GIFT-Eval: A Benchmark for General Time Series Forecasting
Evaluate LLM over-refusal rates with OR-Bench
Convert Hugging Face model repo to Safetensors
Track, rank and evaluate open LLMs and chatbots
Compare audio representation models using benchmark results
Display and submit language model evaluations
Display and filter leaderboard models
Evaluate and submit AI model results for Frugal AI Challenge
Measure BERT model performance using WASM and WebGPU
Measure over-refusal in LLMs using OR-Bench
Evaluate adversarial robustness using generative models
Display leaderboard for earthquake intent classification models
Benchmark LLMs in accuracy and translation across languages
GIFT-Eval is a benchmark platform designed for general time series forecasting. It provides a standardized framework to evaluate and compare the performance of various forecasting models across diverse time series datasets. The platform aims to foster research and development in time series analysis by offering a comprehensive leaderboard and analysis tools.

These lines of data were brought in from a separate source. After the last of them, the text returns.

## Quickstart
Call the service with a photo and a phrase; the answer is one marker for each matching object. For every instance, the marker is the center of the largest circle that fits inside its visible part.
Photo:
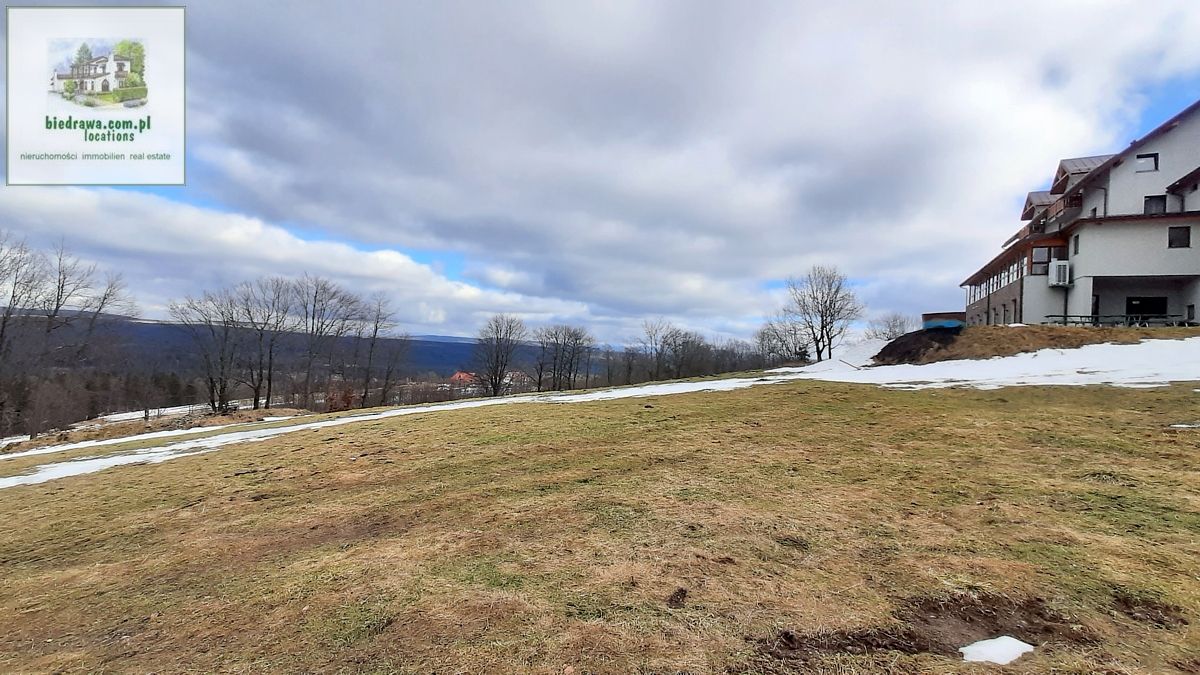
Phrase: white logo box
(73, 120)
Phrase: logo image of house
(97, 72)
(100, 75)
(1109, 243)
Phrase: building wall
(981, 314)
(1114, 292)
(1039, 299)
(1177, 155)
(1133, 249)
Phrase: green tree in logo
(136, 53)
(83, 54)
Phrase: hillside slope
(799, 526)
(989, 341)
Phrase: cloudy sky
(605, 162)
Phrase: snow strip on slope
(1153, 362)
(1002, 650)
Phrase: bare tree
(564, 354)
(264, 306)
(379, 322)
(394, 351)
(891, 326)
(327, 312)
(211, 321)
(653, 342)
(822, 302)
(496, 351)
(783, 339)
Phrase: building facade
(1111, 242)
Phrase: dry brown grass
(538, 538)
(985, 341)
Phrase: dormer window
(1145, 163)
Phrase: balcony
(1063, 211)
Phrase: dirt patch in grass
(987, 341)
(912, 347)
(936, 626)
(677, 598)
(1147, 608)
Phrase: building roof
(1036, 199)
(1075, 166)
(1137, 144)
(1189, 178)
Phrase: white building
(100, 75)
(1111, 242)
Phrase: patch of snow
(1002, 650)
(83, 444)
(1144, 364)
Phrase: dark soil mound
(924, 626)
(912, 346)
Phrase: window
(1179, 237)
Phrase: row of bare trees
(49, 333)
(821, 306)
(349, 353)
(510, 357)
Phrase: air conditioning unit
(1060, 273)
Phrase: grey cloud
(609, 161)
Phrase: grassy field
(796, 527)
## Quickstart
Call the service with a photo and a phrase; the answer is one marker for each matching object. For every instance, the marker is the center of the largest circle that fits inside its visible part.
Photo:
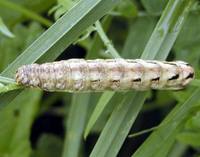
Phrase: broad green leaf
(154, 6)
(4, 30)
(189, 138)
(127, 9)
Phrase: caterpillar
(79, 75)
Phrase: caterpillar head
(187, 72)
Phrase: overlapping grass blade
(115, 132)
(137, 37)
(52, 42)
(75, 124)
(165, 135)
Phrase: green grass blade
(59, 36)
(128, 50)
(103, 101)
(28, 13)
(166, 134)
(16, 121)
(151, 51)
(75, 124)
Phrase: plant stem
(106, 40)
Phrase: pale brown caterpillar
(111, 74)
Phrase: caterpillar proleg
(79, 75)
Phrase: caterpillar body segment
(75, 75)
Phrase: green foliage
(150, 29)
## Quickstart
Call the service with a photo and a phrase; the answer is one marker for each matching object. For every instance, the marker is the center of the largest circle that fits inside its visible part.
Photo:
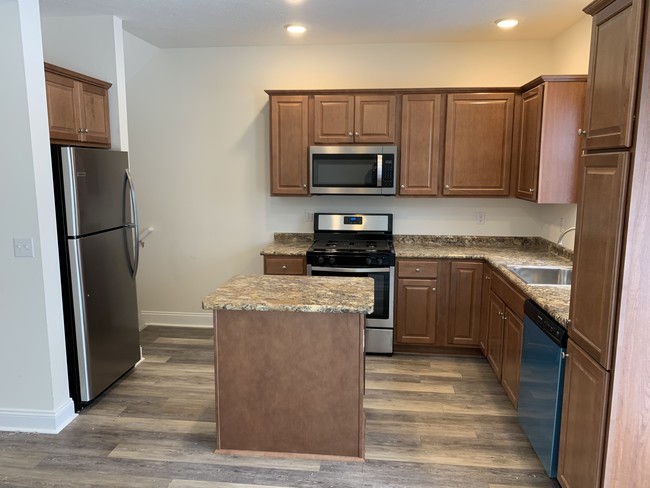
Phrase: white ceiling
(214, 23)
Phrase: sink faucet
(559, 240)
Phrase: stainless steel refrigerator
(98, 249)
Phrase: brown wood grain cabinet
(548, 155)
(599, 240)
(77, 108)
(416, 302)
(513, 335)
(584, 412)
(360, 119)
(466, 282)
(420, 150)
(285, 265)
(478, 144)
(290, 145)
(613, 72)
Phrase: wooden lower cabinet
(466, 280)
(513, 335)
(284, 265)
(416, 311)
(584, 415)
(495, 333)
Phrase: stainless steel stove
(359, 245)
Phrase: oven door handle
(349, 270)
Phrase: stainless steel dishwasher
(541, 383)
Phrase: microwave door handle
(380, 159)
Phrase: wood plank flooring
(432, 421)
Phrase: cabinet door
(94, 114)
(478, 142)
(599, 238)
(613, 71)
(495, 333)
(289, 145)
(529, 143)
(63, 112)
(416, 311)
(485, 308)
(333, 119)
(584, 412)
(375, 119)
(420, 148)
(465, 303)
(513, 333)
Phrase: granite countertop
(293, 294)
(498, 251)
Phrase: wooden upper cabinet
(289, 145)
(583, 427)
(464, 322)
(549, 144)
(597, 255)
(420, 150)
(613, 71)
(478, 141)
(360, 119)
(77, 108)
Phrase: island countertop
(260, 293)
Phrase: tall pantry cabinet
(606, 412)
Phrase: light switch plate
(24, 247)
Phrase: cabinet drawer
(284, 265)
(417, 269)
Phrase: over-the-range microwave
(352, 170)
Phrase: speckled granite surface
(498, 251)
(293, 294)
(288, 245)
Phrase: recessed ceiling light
(506, 23)
(295, 28)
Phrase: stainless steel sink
(543, 275)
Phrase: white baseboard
(41, 421)
(176, 319)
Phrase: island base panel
(289, 382)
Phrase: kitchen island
(289, 364)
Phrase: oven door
(382, 316)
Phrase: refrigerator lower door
(105, 309)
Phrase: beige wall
(198, 131)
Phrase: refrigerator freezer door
(106, 310)
(96, 190)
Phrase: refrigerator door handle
(135, 226)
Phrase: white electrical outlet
(24, 248)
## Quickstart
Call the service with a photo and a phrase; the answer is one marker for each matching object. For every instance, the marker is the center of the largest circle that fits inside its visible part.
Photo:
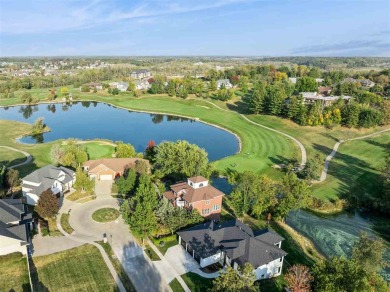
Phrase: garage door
(106, 177)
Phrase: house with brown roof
(110, 168)
(197, 193)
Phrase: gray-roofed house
(224, 82)
(140, 73)
(142, 85)
(15, 224)
(233, 243)
(57, 179)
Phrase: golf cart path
(28, 156)
(300, 145)
(336, 147)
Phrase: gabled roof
(46, 176)
(191, 194)
(12, 210)
(238, 240)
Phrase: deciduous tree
(47, 206)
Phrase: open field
(98, 150)
(355, 168)
(14, 273)
(118, 267)
(261, 148)
(12, 157)
(78, 269)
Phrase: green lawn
(169, 241)
(118, 267)
(11, 157)
(175, 286)
(14, 273)
(98, 150)
(151, 253)
(105, 215)
(197, 283)
(355, 168)
(65, 223)
(77, 269)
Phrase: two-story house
(140, 73)
(197, 193)
(57, 179)
(232, 243)
(15, 224)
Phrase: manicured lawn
(175, 286)
(14, 273)
(10, 130)
(197, 283)
(105, 215)
(118, 266)
(12, 157)
(169, 241)
(77, 269)
(356, 168)
(151, 253)
(77, 196)
(65, 223)
(98, 150)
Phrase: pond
(333, 235)
(91, 120)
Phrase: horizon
(224, 28)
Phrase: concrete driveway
(142, 272)
(103, 187)
(181, 260)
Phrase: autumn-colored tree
(298, 278)
(47, 206)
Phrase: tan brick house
(196, 193)
(110, 168)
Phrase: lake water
(91, 120)
(333, 235)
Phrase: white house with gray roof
(15, 223)
(233, 243)
(57, 179)
(224, 83)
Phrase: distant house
(57, 179)
(121, 86)
(196, 193)
(224, 82)
(234, 244)
(142, 85)
(140, 73)
(311, 97)
(93, 85)
(324, 90)
(15, 224)
(293, 80)
(363, 82)
(110, 168)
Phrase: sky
(195, 28)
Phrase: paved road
(28, 156)
(141, 271)
(336, 147)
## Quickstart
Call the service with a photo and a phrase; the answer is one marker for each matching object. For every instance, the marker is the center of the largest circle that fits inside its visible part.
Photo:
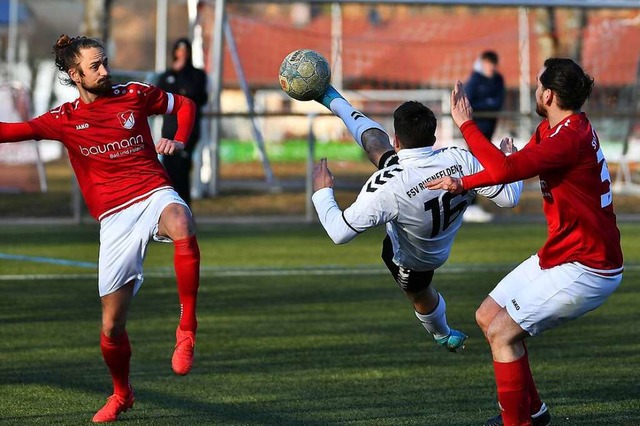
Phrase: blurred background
(256, 144)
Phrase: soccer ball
(304, 74)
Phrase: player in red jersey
(580, 264)
(107, 136)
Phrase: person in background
(186, 80)
(485, 89)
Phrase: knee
(181, 226)
(483, 319)
(112, 327)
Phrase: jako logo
(112, 146)
(127, 120)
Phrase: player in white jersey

• Diverse Datasets: Includes a wide range of time series datasets from different domains. • Multiple Metrics: Evaluates forecasting models using various accuracy metrics. • Model Support: Compatible with popular time series forecasting models. • Leaderboard: Displays performance rankings of different models. • Open Source: Accessible for research and experimentation. • Comprehensive Documentation: Provides detailed guidelines and best practices.
What is the purpose of GIFT Eval?
GIFT-Eval is designed to provide a standardized benchmark for comparing time series forecasting models, enabling researchers and practitioners to evaluate model performance comprehensively.
How do I submit my model to GIFT Eval?
To submit your model, follow the platform's documentation to format your data and results correctly, then upload them through the provided interface.
Can I use GIFT Eval for my own datasets?
Yes, GIFT-Eval supports custom datasets. Simply format your data according to the platform's requirements and run the benchmarking process to evaluate your models.